R. Oui. Nous disposons d'un réseau de travailleurs sociaux qui s'occupent des cas individuels particulièrement urgents, identifiés par exemple dans les hôpitaux. Les enfants blessés, handicapés, souffrant de traumatismes particulièrement complexes ou ayant besoin d’un abri urgent.

Q. Quel type d’aide reçoivent-ils à Gaza ?

R. Depuis l'instauration du cessez-le-feu, l'Unicef ​​a réussi à faire venir 2 300 camions, avec des nutriments, des vêtements d'hiver ou du matériel pour s'abriter ou assainir. Nous y sommes par exemple parvenus après deux années entre le matériel récréatif et le matériel scolaire, mais il nous en faut davantage pour pouvoir le fournir à tous les garçons et filles qui en ont besoin. Et il faut aussi des espaces préfabriqués, moins éphémères qu’une tente en toile.

Q. Pouvez-vous me donner des exemples de biens nécessaires bloqués par Israël ?

R. Tout ce qui est considéré comme à double usage, c'est-à-dire qui peut être utilisé à des fins militaires, selon Israël. Par exemple, les produits chimiques entrent pour purifier l’eau, mais pas les générateurs, les tuyaux ou autres matériaux pour réparer les systèmes d’eau et d’assainissement. Aujourd’hui, par exemple, nous avons enfin réussi à introduire des respirateurs mécaniques, mais nous avons eu des difficultés à obtenir du surfactant pulmonaire, un traitement essentiel pour les bébés prématurés.

Les enfants de Gaza doivent redevenir des enfants

Q. Vous occupez-vous encore des bébés ou des enfants souffrant de malnutrition sévère ?

R. Actuellement, à Gaza, un bébé sur cinq naît avec une malnutrition. On voit surtout des cas de femmes enceintes qui arrivent anémiques, sans avoir reçu de vitamines ni de soins prénatals pendant la grossesse. Pour atténuer ce grave problème, environ 200 points de soins médicaux fonctionnent à Gaza, dont certains sont des unités mobiles, dans lesquelles des services de santé sont fournis aux femmes, aux mères qui viennent d'accoucher et aux nouveau-nés.

Q. Avec quels sentiments vous couchez-vous à la fin de ces journées ?

R. Il y a des moments de grande frustration et d’impuissance. Mais quand vous voyez un changement tangible, quand un petit vous sourit ou qu'une dame vous dit « s'il vous plaît, ne partez pas parce que vous êtes notre protection », cela nous motive.
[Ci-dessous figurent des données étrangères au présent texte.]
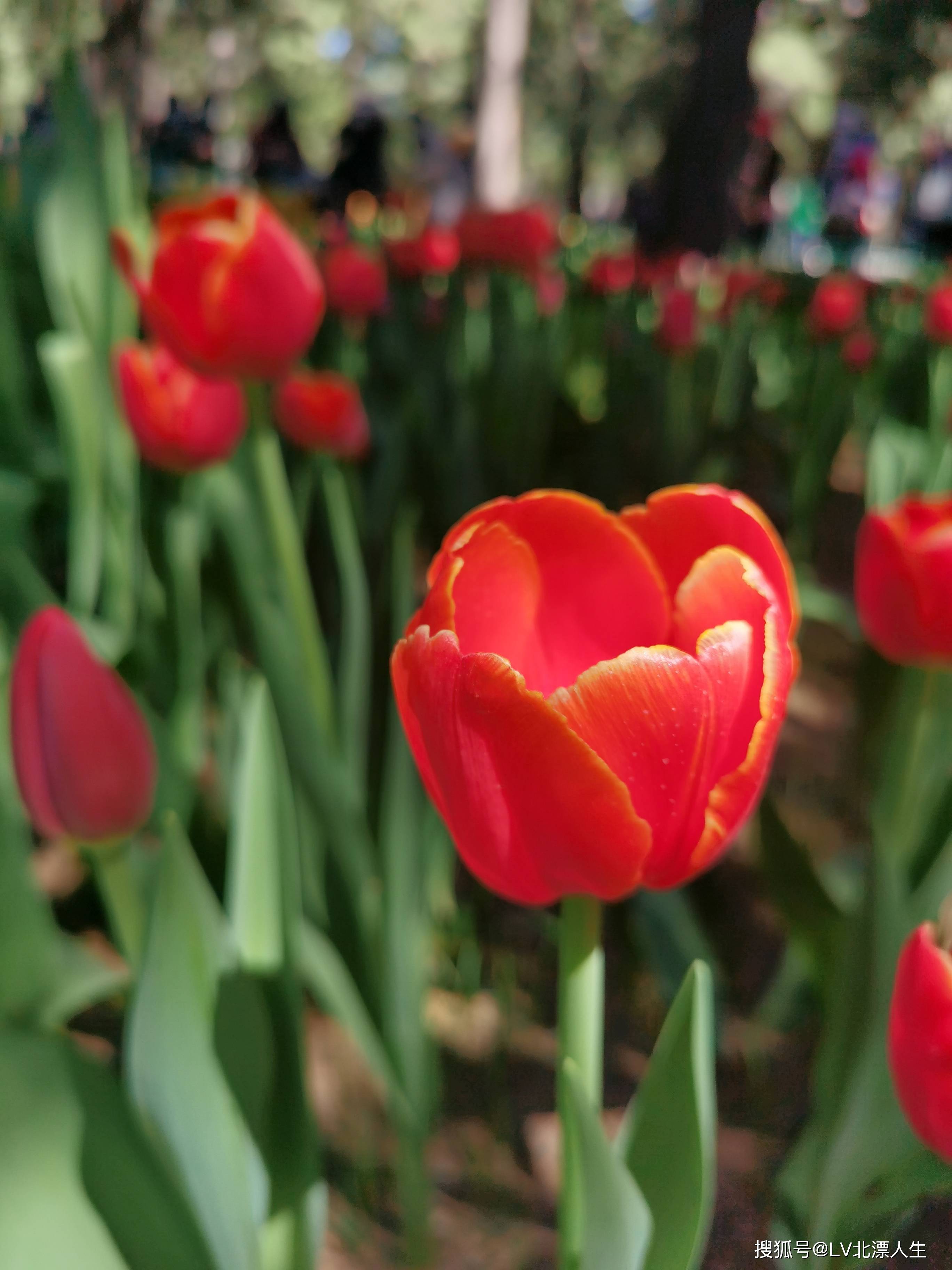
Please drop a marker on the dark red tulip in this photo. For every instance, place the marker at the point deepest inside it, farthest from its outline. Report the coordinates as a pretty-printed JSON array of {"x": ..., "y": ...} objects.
[
  {"x": 356, "y": 281},
  {"x": 181, "y": 421},
  {"x": 323, "y": 411},
  {"x": 83, "y": 754},
  {"x": 904, "y": 581},
  {"x": 231, "y": 291},
  {"x": 593, "y": 700},
  {"x": 837, "y": 305}
]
La même chose se produit lorsque cette force se fait sentir au sein de la population locale. Donc, je me dis qu'il faut aussi que je reste motivé. Mais il est clair que tous ceux d’entre nous qui ont travaillé à Gaza pendant cette période sont conscients que cela a changé nos vies.
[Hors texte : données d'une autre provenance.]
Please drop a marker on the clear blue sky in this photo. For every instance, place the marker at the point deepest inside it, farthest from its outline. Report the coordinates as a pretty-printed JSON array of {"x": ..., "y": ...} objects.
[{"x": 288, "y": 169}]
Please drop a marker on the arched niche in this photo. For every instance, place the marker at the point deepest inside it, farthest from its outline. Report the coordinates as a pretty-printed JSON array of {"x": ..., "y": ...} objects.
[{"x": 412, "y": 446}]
Q. Pensez-vous que le monde a tourné la page et cessé de regarder Gaza ?

R. C’est quelque chose qui m’inquiète beaucoup, car il y a beaucoup de crises et certaines sont oubliées. C’est pourquoi la défense active de cette cause et de la somme des volontés que nous parvenons à construire est essentielle. Il s’agit d’un conflit complexe, mais nous ne devons pas oublier que les plus grandes victimes à Gaza sont des enfants.

Il s’agit d’un conflit complexe, mais nous ne devons pas oublier que les plus grandes victimes à Gaza ont été les garçons et les filles.

Q. Vous souvenez-vous particulièrement d’un moment qui est un exemple de cette frustration et de cette impuissance ?

R. J'ai rendu visite à un garçon de neuf ans qui avait perdu ses bras et ses jambes ainsi que toute sa famille dans un attentat à la bombe. Cela m'a beaucoup touché de le voir. Je me demandais ce que je ferais si je survivais dans un pays dévasté où il n’y a pratiquement aucun service pour les personnes handicapées. J'ai dû quitter Gaza pendant quelques jours et à mon retour j'ai appris qu'il était mort.

Q. Il y aura aussi des moments où vous aurez l’impression que votre travail en vaut la peine.

R. A l'Unicef, nous faisons par exemple du travail de regroupement familial. De nombreuses personnes ont été séparées de leurs proches pendant des mois lorsque la bande de Gaza s'est divisée en deux. Les réunir à nouveau et assister à ces moments de joie profonde est sans aucun doute l’un des moments les plus heureux de mes deux années ici.